Arcade Fire frontman Win Butler has hit back at critics in defence of his band's latest music video, starring Spider-Man actor Andrew Garfield in drag.
The video, for gay rights song We Exist about a son coming out to his dad, shows Garfield's character shaving his head in front of a mirror and crying, donning a blonde wig, white dress and pink eye make-up, being assaulted by men in a bar and dancing a surreal dream sequence, before joining Arcade Fire on-stage at Coachella.
"The right to marry anyone you want is a human rights issue," Butler has argued. "It's one of the darker tendencies of humanity to think everyone should fit into a mould."
But while many praised the video, Against Me! trans singer Laura Jane Grace expressed her disappointment that a trans actor had not been picked for the role Garfield plays.
Grace, herself an Arcade Fire fan, went on to compare casting non-trans actors in trans roles to "white actors in blackface" that "inaccurately plays on and perpetuates stereotypes".
"It's called We Exist and there is literally no sign of that existence represented," she said. "Should have been called They Exist.
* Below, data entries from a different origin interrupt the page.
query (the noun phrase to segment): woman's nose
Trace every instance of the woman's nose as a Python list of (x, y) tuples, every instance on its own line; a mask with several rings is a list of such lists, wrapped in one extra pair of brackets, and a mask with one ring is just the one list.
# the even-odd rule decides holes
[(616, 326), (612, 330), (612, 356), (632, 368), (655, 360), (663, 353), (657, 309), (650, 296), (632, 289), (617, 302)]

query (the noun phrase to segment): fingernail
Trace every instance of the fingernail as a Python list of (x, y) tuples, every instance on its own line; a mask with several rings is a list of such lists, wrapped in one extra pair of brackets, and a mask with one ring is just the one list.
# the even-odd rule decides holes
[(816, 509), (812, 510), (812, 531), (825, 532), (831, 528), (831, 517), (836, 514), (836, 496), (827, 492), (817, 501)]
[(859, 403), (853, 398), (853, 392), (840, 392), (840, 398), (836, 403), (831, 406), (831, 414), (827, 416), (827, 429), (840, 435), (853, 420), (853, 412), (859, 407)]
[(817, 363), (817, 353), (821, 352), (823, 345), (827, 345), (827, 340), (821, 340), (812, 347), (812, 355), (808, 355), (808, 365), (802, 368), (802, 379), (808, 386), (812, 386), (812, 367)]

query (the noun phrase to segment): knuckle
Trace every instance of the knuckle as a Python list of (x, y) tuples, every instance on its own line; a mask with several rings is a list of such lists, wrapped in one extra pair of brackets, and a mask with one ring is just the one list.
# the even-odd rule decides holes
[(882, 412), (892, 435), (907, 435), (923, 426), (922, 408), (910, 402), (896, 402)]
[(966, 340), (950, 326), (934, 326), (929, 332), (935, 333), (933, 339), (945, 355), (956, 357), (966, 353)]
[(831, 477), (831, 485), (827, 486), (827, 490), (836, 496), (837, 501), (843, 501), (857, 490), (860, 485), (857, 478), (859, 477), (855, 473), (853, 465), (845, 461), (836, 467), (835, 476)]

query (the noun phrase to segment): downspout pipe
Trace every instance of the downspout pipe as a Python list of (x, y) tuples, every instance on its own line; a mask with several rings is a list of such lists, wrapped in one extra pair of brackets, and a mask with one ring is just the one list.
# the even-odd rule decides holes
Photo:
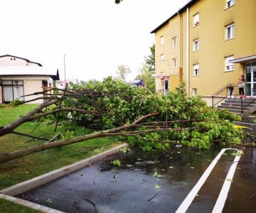
[(189, 95), (189, 9), (186, 9), (186, 92)]

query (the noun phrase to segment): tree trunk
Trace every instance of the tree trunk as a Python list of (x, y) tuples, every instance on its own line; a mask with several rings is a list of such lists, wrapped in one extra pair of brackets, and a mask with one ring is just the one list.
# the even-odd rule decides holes
[(69, 144), (78, 143), (78, 142), (81, 142), (83, 141), (87, 141), (87, 140), (96, 138), (107, 137), (107, 136), (110, 136), (111, 133), (118, 133), (120, 131), (122, 131), (122, 130), (124, 130), (127, 129), (136, 127), (137, 124), (139, 124), (140, 121), (146, 119), (148, 117), (156, 116), (159, 114), (159, 112), (150, 114), (146, 115), (146, 116), (136, 120), (134, 122), (133, 122), (131, 124), (124, 125), (124, 126), (119, 126), (117, 128), (114, 128), (114, 129), (108, 129), (108, 130), (105, 130), (105, 131), (98, 131), (98, 132), (88, 134), (88, 135), (80, 136), (70, 138), (68, 140), (60, 140), (60, 141), (54, 141), (54, 142), (51, 142), (51, 143), (46, 142), (42, 145), (34, 146), (31, 146), (29, 148), (21, 149), (21, 150), (15, 151), (14, 152), (1, 154), (0, 155), (0, 163), (7, 162), (11, 160), (16, 159), (16, 158), (23, 157), (23, 156), (26, 156), (26, 155), (30, 155), (32, 153), (38, 153), (41, 151), (50, 149), (50, 148), (58, 147), (58, 146), (69, 145)]

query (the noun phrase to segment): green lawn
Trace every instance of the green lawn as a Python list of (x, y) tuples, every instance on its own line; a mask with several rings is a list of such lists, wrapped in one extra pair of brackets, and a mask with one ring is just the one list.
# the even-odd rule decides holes
[(1, 213), (39, 213), (41, 211), (18, 205), (11, 201), (0, 199), (0, 212)]
[[(36, 104), (24, 104), (16, 107), (0, 109), (0, 126), (4, 126), (21, 115), (35, 108)], [(38, 122), (28, 122), (20, 126), (16, 131), (30, 133), (38, 125)], [(40, 124), (33, 131), (34, 136), (41, 136), (48, 133), (44, 137), (50, 138), (55, 134), (55, 125)], [(63, 131), (61, 126), (58, 127), (58, 132)], [(9, 134), (0, 137), (0, 153), (7, 153), (14, 150), (29, 147), (43, 143), (43, 141), (33, 140), (27, 142), (30, 138), (14, 134)], [(109, 145), (108, 145), (109, 144)], [(13, 185), (29, 180), (40, 175), (85, 159), (100, 152), (114, 147), (119, 144), (112, 138), (96, 138), (65, 146), (58, 147), (9, 162), (0, 163), (0, 190)], [(86, 153), (76, 151), (84, 146), (100, 146), (108, 145), (102, 148), (96, 148)], [(0, 202), (0, 212), (3, 207), (3, 201)], [(6, 202), (7, 203), (7, 202)], [(4, 206), (6, 204), (4, 204)]]

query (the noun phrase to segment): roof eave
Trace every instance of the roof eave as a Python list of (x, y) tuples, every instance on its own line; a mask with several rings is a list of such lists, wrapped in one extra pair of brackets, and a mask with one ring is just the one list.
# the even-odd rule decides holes
[(154, 30), (150, 32), (150, 33), (155, 33), (159, 29), (161, 28), (164, 26), (168, 23), (170, 19), (176, 16), (176, 15), (178, 15), (178, 13), (183, 12), (187, 7), (191, 6), (196, 1), (199, 0), (191, 0), (189, 2), (188, 2), (186, 4), (185, 4), (182, 8), (181, 8), (177, 12), (176, 12), (174, 14), (173, 14), (170, 18), (169, 18), (167, 20), (164, 21), (161, 24), (160, 24), (157, 28), (156, 28)]

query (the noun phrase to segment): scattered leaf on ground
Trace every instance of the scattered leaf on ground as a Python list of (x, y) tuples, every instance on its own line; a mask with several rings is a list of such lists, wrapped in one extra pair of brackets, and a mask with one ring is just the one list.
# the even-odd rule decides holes
[(47, 198), (47, 199), (46, 200), (46, 203), (51, 203), (51, 202), (53, 202), (53, 201), (51, 200), (50, 198)]
[(155, 188), (156, 190), (159, 190), (159, 189), (160, 189), (160, 185), (159, 185), (158, 184), (156, 184), (156, 185), (154, 186), (154, 188)]

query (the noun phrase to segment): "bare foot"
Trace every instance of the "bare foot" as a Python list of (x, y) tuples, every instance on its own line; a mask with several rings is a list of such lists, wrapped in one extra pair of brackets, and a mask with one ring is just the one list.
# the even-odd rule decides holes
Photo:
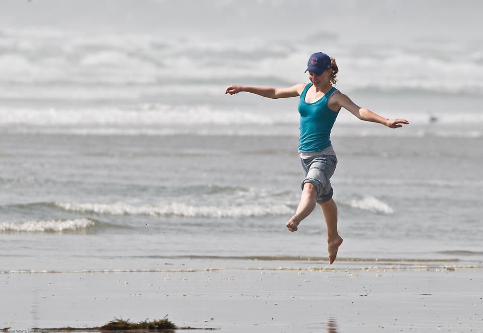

When you come from the perspective you're representing, it's truth and powerful."
Dear @arcadefire , maybe when making a video for a song called "We Exist" you should get an actual "Trans" actor instead of Spider-Man?— Laura Jane Grace (@LauraJaneGrace) May 22, 2014
Butler has now responded in an interview with The Advocate, arguing that casting a film star gave the video more impact and reach.
"For a gay kid in Jamaica to see the actor who played Spider-Man in that role is pretty damn powerful, in my opinion," he said, admitting he could "totally see the sensitivity of the issue".
David Wilson, who directed the We Exist video, added that he considered casting a trans person but Garfield's passion won him the part.
"Before I got on the call, I thought, 'Is this the right person, should we be using a transgender person?'" he said. "But then getting on the phone with Andrew, and Andrew's commitment and passion toward the project was just overwhelming.
"For an actor of that calibre to be that emotionally-invested in a music video is just a very special thing. It just completely made sense."
On Sunday night, Grace talked to trans musician Our Lady J, who coached Garfield for the video. She insisted that the portrayal was of "a young man who is exploring his gender, not a realised trans woman".
Grace then tweeted that Our Lady J's perspective had "really made me think about it differently".
Arcade Fire have yet to respond to Grace directly.